The party no longer seemed to know what it was in government for, following the quashing of its hopes for a second independence referendum and the vetoing of its controversial gender reforms.

The stage was set for Scottish Labour’s dramatic return to power.

By the start of last year, Bute House seemed almost within touching distance for the Scottish Labour leader.

And then Keir Starmer became Prime Minister, and Mr Sarwar watched as his dream of power slowly faded.

Unlike the SNP, Labour in Scotland thrives or dies on the reputation of UK Labour. And since July last year, when the country voted reluctantly for a Labour government, its popularity has suffered as a consequence of the Westminster government’s various mistakes, pratfalls and unforced errors.

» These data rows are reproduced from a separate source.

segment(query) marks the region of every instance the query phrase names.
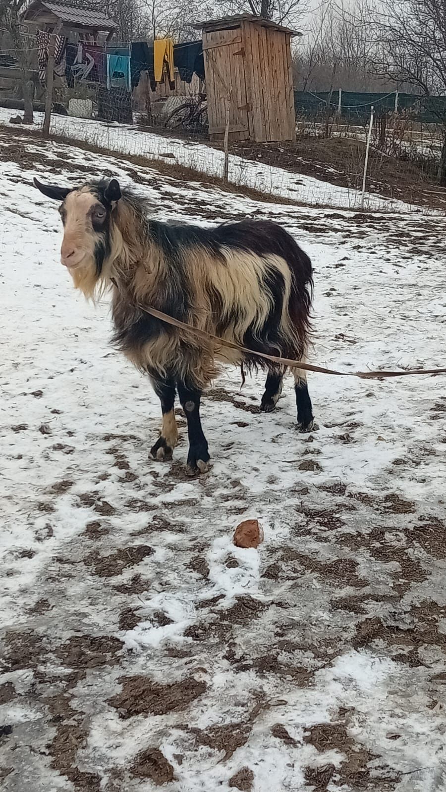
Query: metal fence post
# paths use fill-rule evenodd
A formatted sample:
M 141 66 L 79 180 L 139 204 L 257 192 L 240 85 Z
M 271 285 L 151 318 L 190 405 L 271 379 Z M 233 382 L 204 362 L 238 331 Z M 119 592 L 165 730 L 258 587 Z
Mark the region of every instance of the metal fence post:
M 361 196 L 361 209 L 364 208 L 364 196 L 366 192 L 366 179 L 367 179 L 367 169 L 368 166 L 368 152 L 370 150 L 370 141 L 371 139 L 371 128 L 373 126 L 373 115 L 375 112 L 375 108 L 373 105 L 370 109 L 370 123 L 368 125 L 368 135 L 367 136 L 367 144 L 366 144 L 366 158 L 364 162 L 364 175 L 363 177 L 363 193 Z

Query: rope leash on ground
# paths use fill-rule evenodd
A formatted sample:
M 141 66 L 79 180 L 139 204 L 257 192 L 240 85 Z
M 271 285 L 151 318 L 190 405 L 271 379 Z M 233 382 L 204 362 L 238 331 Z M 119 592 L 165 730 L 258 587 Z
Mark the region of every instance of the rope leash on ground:
M 218 336 L 213 336 L 211 333 L 206 333 L 206 330 L 193 327 L 192 325 L 188 325 L 185 322 L 180 322 L 179 319 L 174 319 L 173 317 L 164 314 L 162 310 L 158 310 L 156 308 L 144 307 L 141 305 L 138 305 L 137 307 L 144 310 L 146 314 L 150 314 L 155 318 L 165 322 L 167 325 L 171 325 L 173 327 L 179 327 L 183 330 L 187 330 L 188 333 L 194 333 L 200 338 L 216 341 L 222 346 L 229 347 L 231 349 L 237 349 L 246 355 L 254 355 L 256 357 L 263 358 L 263 360 L 271 360 L 271 363 L 278 363 L 281 366 L 289 366 L 290 368 L 301 368 L 305 371 L 317 371 L 318 374 L 332 374 L 337 377 L 358 377 L 359 379 L 407 377 L 415 374 L 446 374 L 446 368 L 413 368 L 406 371 L 337 371 L 333 368 L 324 368 L 323 366 L 315 366 L 310 363 L 304 363 L 301 360 L 291 360 L 286 357 L 276 357 L 275 355 L 267 355 L 265 352 L 254 352 L 252 349 L 248 349 L 248 347 L 234 344 L 233 341 L 225 341 L 223 338 L 219 338 Z

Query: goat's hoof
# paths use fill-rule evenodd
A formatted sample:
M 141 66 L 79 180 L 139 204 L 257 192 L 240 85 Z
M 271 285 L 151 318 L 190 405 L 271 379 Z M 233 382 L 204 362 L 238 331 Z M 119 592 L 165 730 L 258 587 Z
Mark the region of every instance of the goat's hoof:
M 202 459 L 197 459 L 197 464 L 194 467 L 190 464 L 186 466 L 186 476 L 196 476 L 200 473 L 207 473 L 210 470 L 210 465 L 209 462 L 203 462 Z
M 276 404 L 277 400 L 275 402 L 272 398 L 263 398 L 260 402 L 260 412 L 272 413 L 273 409 L 275 409 Z
M 162 462 L 164 459 L 171 459 L 173 451 L 173 448 L 167 445 L 164 437 L 159 437 L 155 445 L 150 449 L 150 453 L 154 459 Z
M 308 424 L 298 424 L 298 429 L 302 435 L 306 435 L 310 432 L 317 432 L 318 428 L 317 424 L 315 424 L 313 420 L 309 421 Z
M 210 459 L 206 446 L 198 447 L 196 451 L 190 449 L 186 465 L 186 475 L 196 476 L 198 473 L 207 473 L 210 467 Z

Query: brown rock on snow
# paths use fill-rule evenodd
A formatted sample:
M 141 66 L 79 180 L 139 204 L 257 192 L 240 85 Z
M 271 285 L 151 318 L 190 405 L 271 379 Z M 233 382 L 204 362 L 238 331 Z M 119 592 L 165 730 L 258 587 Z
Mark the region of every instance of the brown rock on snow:
M 244 520 L 237 525 L 233 543 L 236 547 L 258 547 L 263 541 L 263 531 L 257 520 Z

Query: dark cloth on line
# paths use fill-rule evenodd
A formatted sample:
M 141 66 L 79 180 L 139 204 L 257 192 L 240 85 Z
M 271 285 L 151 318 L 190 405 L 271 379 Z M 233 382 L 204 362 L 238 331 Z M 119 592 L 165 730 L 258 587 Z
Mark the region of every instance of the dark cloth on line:
M 148 72 L 150 87 L 152 91 L 156 88 L 153 67 L 153 47 L 149 47 L 145 41 L 132 43 L 132 56 L 130 58 L 132 72 L 132 88 L 136 88 L 140 82 L 141 71 Z
M 200 79 L 204 79 L 202 42 L 190 41 L 184 44 L 175 44 L 174 47 L 174 66 L 178 69 L 179 76 L 184 82 L 190 82 L 194 72 Z
M 113 41 L 109 41 L 106 44 L 106 55 L 121 55 L 121 58 L 129 58 L 130 49 L 128 46 L 117 47 L 113 44 Z
M 65 58 L 65 79 L 67 80 L 67 85 L 68 86 L 68 88 L 73 88 L 75 85 L 75 75 L 71 70 L 71 67 L 75 63 L 77 54 L 78 54 L 78 45 L 71 44 L 69 42 L 67 44 L 67 52 Z
M 103 47 L 99 46 L 99 44 L 90 44 L 87 42 L 83 42 L 83 47 L 85 55 L 91 55 L 94 61 L 94 66 L 88 75 L 89 81 L 90 82 L 105 82 L 106 70 Z

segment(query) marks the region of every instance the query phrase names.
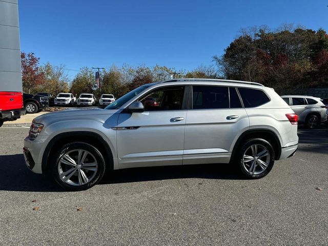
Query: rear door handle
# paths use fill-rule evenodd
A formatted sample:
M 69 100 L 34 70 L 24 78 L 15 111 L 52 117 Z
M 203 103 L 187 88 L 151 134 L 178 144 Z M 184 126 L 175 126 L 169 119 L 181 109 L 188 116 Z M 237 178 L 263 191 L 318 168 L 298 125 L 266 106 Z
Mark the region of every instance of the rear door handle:
M 239 117 L 239 116 L 238 116 L 238 115 L 229 115 L 229 116 L 227 116 L 227 119 L 237 119 Z
M 184 119 L 184 118 L 183 117 L 176 117 L 175 118 L 172 118 L 170 120 L 171 122 L 177 122 L 179 121 L 180 120 L 183 120 Z

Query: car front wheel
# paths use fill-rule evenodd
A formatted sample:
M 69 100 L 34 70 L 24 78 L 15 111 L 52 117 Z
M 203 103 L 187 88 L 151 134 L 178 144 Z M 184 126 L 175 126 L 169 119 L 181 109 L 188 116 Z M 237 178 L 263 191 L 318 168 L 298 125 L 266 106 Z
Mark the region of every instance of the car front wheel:
M 268 141 L 253 138 L 242 145 L 237 159 L 243 176 L 247 178 L 260 178 L 266 175 L 272 169 L 275 152 Z
M 26 104 L 25 105 L 25 108 L 26 109 L 26 113 L 28 114 L 35 114 L 37 113 L 39 110 L 36 104 L 30 101 Z
M 92 145 L 75 142 L 63 146 L 54 156 L 52 174 L 66 190 L 79 191 L 96 184 L 104 175 L 101 153 Z

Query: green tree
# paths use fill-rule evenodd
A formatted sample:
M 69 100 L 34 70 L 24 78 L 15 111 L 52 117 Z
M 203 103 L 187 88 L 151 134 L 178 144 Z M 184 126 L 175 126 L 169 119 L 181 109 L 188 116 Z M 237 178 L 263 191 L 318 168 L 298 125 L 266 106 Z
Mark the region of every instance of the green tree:
M 243 30 L 222 56 L 213 59 L 226 78 L 259 82 L 286 93 L 318 85 L 318 78 L 320 86 L 326 84 L 324 69 L 316 61 L 324 60 L 322 51 L 327 48 L 328 36 L 322 29 L 291 25 L 275 31 L 255 27 Z
M 29 93 L 35 92 L 34 89 L 45 82 L 44 73 L 39 66 L 39 59 L 33 52 L 20 52 L 23 91 Z
M 68 92 L 69 79 L 64 65 L 53 66 L 47 63 L 41 69 L 44 74 L 44 83 L 37 87 L 38 92 L 48 92 L 54 95 Z

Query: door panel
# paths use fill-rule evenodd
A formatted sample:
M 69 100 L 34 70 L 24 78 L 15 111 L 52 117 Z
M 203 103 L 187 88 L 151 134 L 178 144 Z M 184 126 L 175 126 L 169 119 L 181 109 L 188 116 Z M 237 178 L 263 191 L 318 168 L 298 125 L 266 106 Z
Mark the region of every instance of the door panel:
M 183 163 L 229 162 L 236 136 L 249 127 L 236 88 L 197 85 L 191 94 L 194 109 L 187 114 Z
M 182 165 L 186 114 L 186 110 L 121 113 L 117 128 L 119 168 Z M 172 120 L 175 118 L 179 120 Z
M 243 108 L 188 111 L 183 165 L 229 162 L 233 141 L 249 126 Z

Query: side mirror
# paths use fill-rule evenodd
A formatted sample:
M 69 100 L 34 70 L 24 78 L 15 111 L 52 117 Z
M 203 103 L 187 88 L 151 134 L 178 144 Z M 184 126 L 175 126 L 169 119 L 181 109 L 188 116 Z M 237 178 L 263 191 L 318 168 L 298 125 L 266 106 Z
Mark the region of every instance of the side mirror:
M 145 108 L 140 101 L 134 101 L 127 108 L 127 110 L 130 113 L 141 113 L 144 112 Z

Mr Sarwar must be given credit for reining in his temper and for not publicly blaming the resident of No 10 for Scottish Labour’s disastrous poll ratings, which show his party has little chance of replacing the SNP in government.

But he must know it to be true. There was little enthusiasm for Labour at last year’s general election; the party won just a third of the vote on a historically low turnout, a fact camouflaged by a near 170-seat majority in the Commons.

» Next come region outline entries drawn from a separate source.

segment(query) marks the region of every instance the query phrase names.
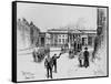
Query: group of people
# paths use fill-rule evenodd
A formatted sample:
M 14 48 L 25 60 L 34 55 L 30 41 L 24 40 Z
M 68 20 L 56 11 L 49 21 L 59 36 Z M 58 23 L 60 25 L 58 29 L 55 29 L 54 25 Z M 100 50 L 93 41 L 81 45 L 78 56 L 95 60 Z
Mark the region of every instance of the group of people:
M 38 52 L 38 49 L 34 49 L 33 52 L 33 61 L 37 62 L 37 56 L 36 56 L 36 52 Z M 89 51 L 88 48 L 84 48 L 84 51 L 80 51 L 80 54 L 78 55 L 79 59 L 79 66 L 82 67 L 88 67 L 89 66 Z M 54 73 L 57 73 L 57 60 L 60 59 L 61 54 L 63 54 L 63 52 L 61 51 L 61 53 L 59 55 L 54 54 L 52 57 L 50 56 L 50 51 L 47 53 L 46 55 L 46 60 L 44 60 L 44 67 L 47 69 L 47 78 L 52 78 L 52 71 L 54 70 Z M 70 55 L 70 54 L 69 54 Z M 74 55 L 74 54 L 73 54 Z
M 44 61 L 44 66 L 47 69 L 47 77 L 51 77 L 52 78 L 52 70 L 54 69 L 54 73 L 57 73 L 57 59 L 59 59 L 61 55 L 61 53 L 59 54 L 59 56 L 57 56 L 57 54 L 54 54 L 52 57 L 50 57 L 50 55 L 48 54 L 48 56 L 46 57 Z

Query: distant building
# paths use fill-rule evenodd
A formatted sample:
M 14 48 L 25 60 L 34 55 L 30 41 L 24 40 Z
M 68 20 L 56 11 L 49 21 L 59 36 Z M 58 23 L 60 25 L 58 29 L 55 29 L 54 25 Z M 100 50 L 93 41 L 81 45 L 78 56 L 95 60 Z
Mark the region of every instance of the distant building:
M 74 42 L 81 42 L 82 45 L 93 45 L 95 38 L 95 30 L 73 30 L 73 29 L 51 29 L 48 30 L 46 41 L 48 45 L 61 46 L 70 43 L 73 45 Z

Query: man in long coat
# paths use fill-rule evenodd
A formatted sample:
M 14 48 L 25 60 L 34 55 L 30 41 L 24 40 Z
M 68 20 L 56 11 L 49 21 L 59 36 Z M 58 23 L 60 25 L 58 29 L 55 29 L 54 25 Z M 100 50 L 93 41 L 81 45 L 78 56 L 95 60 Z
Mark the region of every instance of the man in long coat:
M 84 66 L 88 67 L 89 66 L 89 51 L 88 51 L 88 48 L 84 48 L 83 56 L 84 56 Z
M 52 59 L 50 57 L 50 55 L 48 54 L 48 57 L 44 61 L 44 66 L 47 67 L 47 77 L 51 77 L 52 78 Z
M 57 54 L 54 54 L 54 55 L 52 56 L 53 66 L 54 66 L 54 72 L 56 72 L 56 73 L 57 73 L 57 59 L 59 59 L 60 55 L 61 55 L 61 53 L 59 54 L 59 56 L 57 56 Z

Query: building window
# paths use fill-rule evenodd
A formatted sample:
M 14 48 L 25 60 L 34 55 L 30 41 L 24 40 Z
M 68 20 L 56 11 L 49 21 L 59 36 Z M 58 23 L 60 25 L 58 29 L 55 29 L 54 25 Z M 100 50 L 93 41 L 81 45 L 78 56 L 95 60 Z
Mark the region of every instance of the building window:
M 61 42 L 61 39 L 59 39 L 59 42 Z

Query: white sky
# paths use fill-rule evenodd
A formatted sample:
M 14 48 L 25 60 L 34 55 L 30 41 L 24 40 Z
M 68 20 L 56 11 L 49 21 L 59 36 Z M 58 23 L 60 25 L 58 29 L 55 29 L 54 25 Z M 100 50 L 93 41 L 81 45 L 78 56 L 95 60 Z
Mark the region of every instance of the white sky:
M 97 29 L 97 8 L 77 6 L 56 6 L 39 3 L 18 3 L 17 18 L 26 18 L 40 28 L 57 29 L 65 25 L 80 25 L 81 29 Z

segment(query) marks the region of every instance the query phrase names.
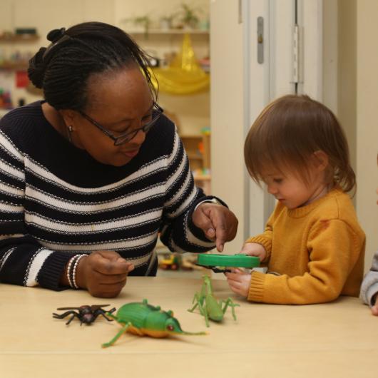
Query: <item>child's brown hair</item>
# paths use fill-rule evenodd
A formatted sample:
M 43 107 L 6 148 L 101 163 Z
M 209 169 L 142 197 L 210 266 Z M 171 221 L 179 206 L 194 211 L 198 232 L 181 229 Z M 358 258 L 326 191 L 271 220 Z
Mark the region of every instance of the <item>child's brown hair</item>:
M 244 158 L 252 178 L 262 180 L 267 167 L 294 170 L 307 183 L 309 160 L 317 151 L 329 159 L 327 184 L 344 191 L 356 185 L 348 143 L 333 113 L 308 96 L 287 95 L 269 104 L 245 139 Z

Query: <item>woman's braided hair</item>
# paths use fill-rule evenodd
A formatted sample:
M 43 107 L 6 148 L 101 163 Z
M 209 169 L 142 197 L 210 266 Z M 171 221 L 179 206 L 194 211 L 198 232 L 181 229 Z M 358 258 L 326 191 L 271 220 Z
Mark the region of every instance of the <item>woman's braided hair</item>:
M 28 75 L 42 88 L 55 109 L 83 110 L 91 75 L 138 66 L 155 99 L 148 56 L 120 29 L 101 22 L 85 22 L 47 35 L 51 44 L 41 47 L 29 61 Z

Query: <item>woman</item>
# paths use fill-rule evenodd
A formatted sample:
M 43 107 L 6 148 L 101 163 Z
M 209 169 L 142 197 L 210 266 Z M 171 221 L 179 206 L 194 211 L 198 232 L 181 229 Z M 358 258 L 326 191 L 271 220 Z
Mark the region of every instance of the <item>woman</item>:
M 29 76 L 45 101 L 0 128 L 0 281 L 116 296 L 155 275 L 158 235 L 205 252 L 237 221 L 196 188 L 148 61 L 121 29 L 88 22 L 48 35 Z

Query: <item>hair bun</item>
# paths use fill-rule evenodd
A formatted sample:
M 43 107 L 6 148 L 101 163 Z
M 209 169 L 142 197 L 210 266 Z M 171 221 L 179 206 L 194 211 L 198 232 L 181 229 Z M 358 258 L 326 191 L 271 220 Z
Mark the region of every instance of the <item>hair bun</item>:
M 53 30 L 51 30 L 48 32 L 46 38 L 48 41 L 53 44 L 55 44 L 55 42 L 61 39 L 61 38 L 64 35 L 65 31 L 66 28 L 54 29 Z
M 29 61 L 28 76 L 36 88 L 42 88 L 45 76 L 45 65 L 43 56 L 46 47 L 41 47 Z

Since then, scandal after scandal, misjudgment after misjudgment, reverse after reverse has reduced Labour support to a fraction of what it used to enjoy.

The reasons are not hard to discern. There was public outrage when it emerged that numerous ministers, including the Prime Minister, had accepted thousands of pounds in clothes and hospitality from a wealthy Labour donor who was also a Lord with a pass to Downing Street.

Then came the policy disasters: the scrapping of the Winter Fuel Payments for richer pensioners (then a partial U-turn on the policy).

The refusal to scrap the two-child limit for claiming benefits, and the abandonment of welfare reforms, having marched his troops – and his Work and Pensions Secretary – to the top of the hill and back down again with nothing to show for it.

Labour at Westminster, within a few short months, looked as aimless and bewildered as the SNP had looked following Ms Sturgeon’s departure. And the voters took note.

Suddenly Bute House looked as unattainable to Mr Sarwar as the Scottish Premiership looked to Rangers. Even the slow, steady rise of Reform UK in Scotland looked to threaten his election hopes, with it displacing Labour as the main opposition in one poll.

After 18 years in office, the SNP under John Swinney – unbelievably – looks set to win yet another term. And the First Minister, like his Scottish Labour counterpart, has Keir Starmer to thank.

Yet Mr Sarwar is still capable of pulling off a surprise next May, just as he did in the Hamilton, Larkhall and Stonehouse by-election in June, held following the death of incumbent Nationalist MSP Christina McKelvie.

Scottish Labour had been all but written off in the contest that followed, but it came through the middle to win, leaving the SNP and Reform vying for second place. It represented a high point for Mr Sarwar’s leadership and proved that he could still be in with a chance of snatching victory from the jaws of defeat.

But he needs to pick his battles. The SNP has pivoted to the issue of independence in the run-up to May’s Holyrood elections, an issue it is comfortable discussing – unlike more important but more difficult issues such as NHS waiting lists or slipping school standards.

Mr Sarwar and his campaign team are determined not to play the First Minister on the SNP’s home turf of constitutional change and will seek instead to hold his party to account for its actual record in government in the past 18 years.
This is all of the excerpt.